Pollock, a former creative director for documentarian Michael Moore, stood by his own two-year investigation, saying, “We show the entire exchange. We show the exchange from behind the counter. … Anybody that sees it sees what happens.”
Filmmaker Jason Pollock blows the lid off the lies told to the world by the Ferguson Police Dept. Wait til u see this! #StrangerFruit #SXSW
— Michael Moore (@MMFlint) March 11, 2017
Film also addresses physical evidence
He called the new footage and the convenience store as a whole “a distraction” and said he publicized the footage to draw attention to the segment of his film dealing with the physical evidence at the shooting scene “that they don’t want us talking about.”
Pollock cites what he says is proof that Brown was shot in the top of his head, that a bullet came out of the teen’s eye and that a bullet was found in the ground by his head, all of which the filmmaker says helps show “that Darren Wilson murdered Mike and he should be in jail for that.”
A review of his film by the Hollywood Reporter devotes only a sentence to other elements of the film, calling the new footage “the big reveal.”
The film’s title refers to the poem-cum-Billie Holiday song protesting the lynchings of African-Americans across the South. One verse of the poem describes “black bodies swinging in the Southern breeze, strange fruit hanging from the poplar trees.”

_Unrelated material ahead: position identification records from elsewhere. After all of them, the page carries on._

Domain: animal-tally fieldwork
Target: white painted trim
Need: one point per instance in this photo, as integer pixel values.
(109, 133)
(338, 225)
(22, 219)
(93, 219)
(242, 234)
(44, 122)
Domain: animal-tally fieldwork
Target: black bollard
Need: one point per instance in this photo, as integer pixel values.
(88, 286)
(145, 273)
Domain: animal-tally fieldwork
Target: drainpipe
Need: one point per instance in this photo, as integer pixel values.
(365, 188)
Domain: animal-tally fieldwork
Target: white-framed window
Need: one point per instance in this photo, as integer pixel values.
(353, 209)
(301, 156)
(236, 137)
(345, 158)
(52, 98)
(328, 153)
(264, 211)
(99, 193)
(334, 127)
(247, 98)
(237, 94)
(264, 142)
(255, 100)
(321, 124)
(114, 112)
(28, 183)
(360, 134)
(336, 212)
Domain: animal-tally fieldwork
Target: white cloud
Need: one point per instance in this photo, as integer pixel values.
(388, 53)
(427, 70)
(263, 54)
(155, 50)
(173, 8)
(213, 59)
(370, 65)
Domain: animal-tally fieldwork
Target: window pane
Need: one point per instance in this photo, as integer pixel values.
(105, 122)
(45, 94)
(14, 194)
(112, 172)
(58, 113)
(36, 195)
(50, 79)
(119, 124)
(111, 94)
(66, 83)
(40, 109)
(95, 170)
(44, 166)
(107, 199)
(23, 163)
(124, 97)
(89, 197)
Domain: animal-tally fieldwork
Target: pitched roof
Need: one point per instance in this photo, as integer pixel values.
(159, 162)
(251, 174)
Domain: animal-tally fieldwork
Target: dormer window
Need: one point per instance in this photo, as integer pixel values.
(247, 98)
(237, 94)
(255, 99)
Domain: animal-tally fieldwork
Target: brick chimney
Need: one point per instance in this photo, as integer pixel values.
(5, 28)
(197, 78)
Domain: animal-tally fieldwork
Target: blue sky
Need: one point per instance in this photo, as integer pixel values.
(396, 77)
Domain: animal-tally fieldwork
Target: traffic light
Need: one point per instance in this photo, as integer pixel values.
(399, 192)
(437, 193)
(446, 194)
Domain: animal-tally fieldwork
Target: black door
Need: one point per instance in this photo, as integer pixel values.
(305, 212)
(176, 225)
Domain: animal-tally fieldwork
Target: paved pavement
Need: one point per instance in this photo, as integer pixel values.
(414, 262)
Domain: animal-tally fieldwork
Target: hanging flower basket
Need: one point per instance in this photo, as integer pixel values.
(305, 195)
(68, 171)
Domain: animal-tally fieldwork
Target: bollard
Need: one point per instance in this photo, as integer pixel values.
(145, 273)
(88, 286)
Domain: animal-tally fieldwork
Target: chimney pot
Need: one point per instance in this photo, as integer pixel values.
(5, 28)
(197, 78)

Both a grand jury and the U.S. Justice Department declined to pursue charges against Wilson.
The officer, who resigned from the Ferguson Police Department after the shooting, has claimed Brown assaulted him and there was a struggle over his gun. Brown took off running, according to police, only to turn around and charge at Wilson, who opened fire, fearing for his life.

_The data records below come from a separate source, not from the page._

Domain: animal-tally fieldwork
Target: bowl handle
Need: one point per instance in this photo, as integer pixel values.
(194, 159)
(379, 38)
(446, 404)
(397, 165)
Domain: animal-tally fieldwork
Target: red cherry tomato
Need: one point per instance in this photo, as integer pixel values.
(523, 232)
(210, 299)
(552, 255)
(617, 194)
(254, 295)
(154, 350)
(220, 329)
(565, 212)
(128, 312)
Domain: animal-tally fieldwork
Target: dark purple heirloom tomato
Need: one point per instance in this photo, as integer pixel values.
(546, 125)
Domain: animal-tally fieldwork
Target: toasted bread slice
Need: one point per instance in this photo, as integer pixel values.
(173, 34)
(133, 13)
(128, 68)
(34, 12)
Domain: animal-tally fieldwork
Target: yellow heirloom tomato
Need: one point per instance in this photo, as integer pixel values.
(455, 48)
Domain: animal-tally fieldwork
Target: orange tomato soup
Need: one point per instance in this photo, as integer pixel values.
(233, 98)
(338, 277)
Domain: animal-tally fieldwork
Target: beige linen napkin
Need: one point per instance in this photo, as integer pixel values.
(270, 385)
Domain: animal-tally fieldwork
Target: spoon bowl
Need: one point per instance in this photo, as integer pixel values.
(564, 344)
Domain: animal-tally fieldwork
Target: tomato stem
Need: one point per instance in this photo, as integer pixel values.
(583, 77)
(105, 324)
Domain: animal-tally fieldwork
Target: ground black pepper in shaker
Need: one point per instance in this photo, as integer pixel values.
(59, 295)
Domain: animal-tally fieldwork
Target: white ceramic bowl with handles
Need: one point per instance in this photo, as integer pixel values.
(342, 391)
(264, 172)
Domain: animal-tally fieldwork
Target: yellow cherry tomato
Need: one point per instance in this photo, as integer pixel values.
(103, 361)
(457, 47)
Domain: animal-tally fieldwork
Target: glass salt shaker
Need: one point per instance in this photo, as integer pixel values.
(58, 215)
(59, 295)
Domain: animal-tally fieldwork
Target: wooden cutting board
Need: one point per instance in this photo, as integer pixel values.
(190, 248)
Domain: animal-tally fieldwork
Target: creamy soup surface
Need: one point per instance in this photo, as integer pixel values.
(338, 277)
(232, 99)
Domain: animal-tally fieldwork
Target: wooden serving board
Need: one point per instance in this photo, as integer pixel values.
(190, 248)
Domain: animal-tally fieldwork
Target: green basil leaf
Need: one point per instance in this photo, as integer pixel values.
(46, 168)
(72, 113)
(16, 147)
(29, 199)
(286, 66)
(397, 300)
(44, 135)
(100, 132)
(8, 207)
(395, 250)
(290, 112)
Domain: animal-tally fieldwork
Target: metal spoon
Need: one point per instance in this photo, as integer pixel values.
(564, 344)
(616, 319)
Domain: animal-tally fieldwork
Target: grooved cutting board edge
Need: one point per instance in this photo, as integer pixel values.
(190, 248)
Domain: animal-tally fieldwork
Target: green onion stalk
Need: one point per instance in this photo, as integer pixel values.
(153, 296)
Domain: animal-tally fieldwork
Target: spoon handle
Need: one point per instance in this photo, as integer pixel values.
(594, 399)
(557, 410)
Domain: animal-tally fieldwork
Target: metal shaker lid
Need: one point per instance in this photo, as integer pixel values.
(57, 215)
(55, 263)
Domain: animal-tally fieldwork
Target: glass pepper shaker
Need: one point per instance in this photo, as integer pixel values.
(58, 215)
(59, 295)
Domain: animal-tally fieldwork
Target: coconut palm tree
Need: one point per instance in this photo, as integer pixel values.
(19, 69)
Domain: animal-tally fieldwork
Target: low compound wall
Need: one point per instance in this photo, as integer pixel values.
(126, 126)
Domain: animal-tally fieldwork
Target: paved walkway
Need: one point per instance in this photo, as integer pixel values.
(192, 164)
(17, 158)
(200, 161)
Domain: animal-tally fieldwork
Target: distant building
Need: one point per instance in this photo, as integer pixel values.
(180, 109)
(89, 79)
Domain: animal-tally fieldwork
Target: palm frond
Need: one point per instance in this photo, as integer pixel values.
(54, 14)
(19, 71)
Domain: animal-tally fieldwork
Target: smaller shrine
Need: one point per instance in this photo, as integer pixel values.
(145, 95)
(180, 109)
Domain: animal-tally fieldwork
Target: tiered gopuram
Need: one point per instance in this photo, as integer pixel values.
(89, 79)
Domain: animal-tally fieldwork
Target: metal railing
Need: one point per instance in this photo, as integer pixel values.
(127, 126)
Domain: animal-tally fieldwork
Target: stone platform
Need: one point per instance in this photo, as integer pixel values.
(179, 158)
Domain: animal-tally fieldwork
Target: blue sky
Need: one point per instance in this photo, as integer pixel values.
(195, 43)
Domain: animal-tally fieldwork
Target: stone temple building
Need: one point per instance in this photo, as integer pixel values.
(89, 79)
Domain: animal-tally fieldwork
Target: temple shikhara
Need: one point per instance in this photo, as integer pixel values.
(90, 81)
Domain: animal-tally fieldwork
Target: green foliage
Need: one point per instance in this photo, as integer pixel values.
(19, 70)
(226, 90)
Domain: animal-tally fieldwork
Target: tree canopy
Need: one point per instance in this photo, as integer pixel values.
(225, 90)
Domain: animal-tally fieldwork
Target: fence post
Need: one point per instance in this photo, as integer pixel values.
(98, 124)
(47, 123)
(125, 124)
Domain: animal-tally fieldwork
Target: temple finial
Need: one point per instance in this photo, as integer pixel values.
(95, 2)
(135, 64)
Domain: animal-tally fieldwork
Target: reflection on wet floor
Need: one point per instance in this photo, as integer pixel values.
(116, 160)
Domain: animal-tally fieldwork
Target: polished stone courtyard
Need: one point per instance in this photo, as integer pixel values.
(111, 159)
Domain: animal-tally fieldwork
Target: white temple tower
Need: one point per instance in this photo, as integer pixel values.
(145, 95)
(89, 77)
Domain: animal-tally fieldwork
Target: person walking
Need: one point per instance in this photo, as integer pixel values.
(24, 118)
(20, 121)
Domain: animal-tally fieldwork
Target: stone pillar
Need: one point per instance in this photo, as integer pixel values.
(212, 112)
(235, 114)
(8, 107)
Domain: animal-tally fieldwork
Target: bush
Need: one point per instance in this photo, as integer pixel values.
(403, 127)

Police: Video ‘irrelevant’
The Ferguson Police Department did not respond to CNN’s request for comment. The St. Louis County Police Department told CNN regarding the video that they “cannot confirm its authenticity at this time.” However, the department said the new footage isn’t pertinent to its investigation.
“If it did occur, the incident is still irrelevant to our investigation because our department investigated the encounter between Michael Brown and Darren Wilson,” St. Louis County Police said.
Then-Ferguson Police Chief Tom Jackson told the media days after Brown’s death that the “robbery does not relate to the initial contact between the officer and Michael Brown.” Wilson “connected” Brown to the robbery call only after pulling him over for walking in the street, the former chief said.
Kanzler claims the soon-to-be-released video will refute the filmmaker’s “edited version of events.”
He adds that the video is “not new” and that the full video was handed over to police, the FBI and also the Brown family “very early on.”
Many were upset with the Ferguson Police Department’s decision to release the original surveillance video of the altercation at the store because they felt it was aimed at justifying police use of force. Protests erupted across the country after Brown’s death.